Site information
- Type: Hill castle
- Owner: Public
- Open to the public: No
- Condition: Inaccessible

Location
- Coordinates: 41°13′35″N 19°44′37″E﻿ / ﻿41.2265°N 19.7435°E

Site history
- Built: 9th century BC
- Built by: Unknown
- In use: Until 6th century AD
- Materials: Stone

= Dorëzi Fortress =

Fort in Tirana, Albania

The Dorëzi Fortress is situated close to Dorëz village in Albania, 5 km east of Pezë and 20 km southwest of Tirana. It is the oldest in the Tirana County and dates to the 9th century BC.

==History==
The first archaeological expedition was performed in 1951. The ruins of the fortress are to be found in one of the highest hills of the Krrabë, at about 479 m above sea level.

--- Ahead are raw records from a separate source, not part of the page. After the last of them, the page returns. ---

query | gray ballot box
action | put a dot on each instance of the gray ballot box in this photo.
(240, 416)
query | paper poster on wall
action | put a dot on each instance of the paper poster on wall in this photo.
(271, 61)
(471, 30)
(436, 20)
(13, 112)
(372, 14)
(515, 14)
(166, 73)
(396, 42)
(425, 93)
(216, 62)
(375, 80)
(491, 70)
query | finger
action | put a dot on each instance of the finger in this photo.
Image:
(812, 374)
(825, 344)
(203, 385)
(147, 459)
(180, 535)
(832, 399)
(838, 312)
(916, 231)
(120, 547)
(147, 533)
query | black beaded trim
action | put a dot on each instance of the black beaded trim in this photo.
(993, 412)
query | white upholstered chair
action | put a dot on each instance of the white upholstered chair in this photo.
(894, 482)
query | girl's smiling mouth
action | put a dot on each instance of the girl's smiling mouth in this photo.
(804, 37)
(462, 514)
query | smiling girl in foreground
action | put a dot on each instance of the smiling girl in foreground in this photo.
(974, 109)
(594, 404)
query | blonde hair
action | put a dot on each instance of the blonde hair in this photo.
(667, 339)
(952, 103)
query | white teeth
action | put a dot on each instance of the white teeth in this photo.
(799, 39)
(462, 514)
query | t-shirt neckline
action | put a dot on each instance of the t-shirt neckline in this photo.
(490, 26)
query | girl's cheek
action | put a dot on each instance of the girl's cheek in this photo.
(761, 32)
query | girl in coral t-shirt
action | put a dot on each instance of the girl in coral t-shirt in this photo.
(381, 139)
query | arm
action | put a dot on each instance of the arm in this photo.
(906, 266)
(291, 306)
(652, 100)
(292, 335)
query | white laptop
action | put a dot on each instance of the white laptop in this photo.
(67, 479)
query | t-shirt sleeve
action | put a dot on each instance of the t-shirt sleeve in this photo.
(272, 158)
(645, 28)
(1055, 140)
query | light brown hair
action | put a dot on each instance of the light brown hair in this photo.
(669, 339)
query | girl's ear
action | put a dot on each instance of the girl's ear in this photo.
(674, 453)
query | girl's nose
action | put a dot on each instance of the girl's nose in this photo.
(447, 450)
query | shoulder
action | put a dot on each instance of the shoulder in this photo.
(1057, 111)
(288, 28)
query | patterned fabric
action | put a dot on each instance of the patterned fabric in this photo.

It is thought that Dimale may have been situated in the Dorëzi Fortress. The surrounding wall is in its southern part, and is 300 m long from east to west. The fortress construction seems to have had three phases—the first with raw stones, the second with carved blocks placed with no mortar (Hellenistic period) and the third with crushed stones and the use of mortar (4th–6th centuries AD). One can see the main entrance of the fortress. The presence of old vases that date to those centuries suggests that the site was inhabited until at least the 4th–6th centuries AD.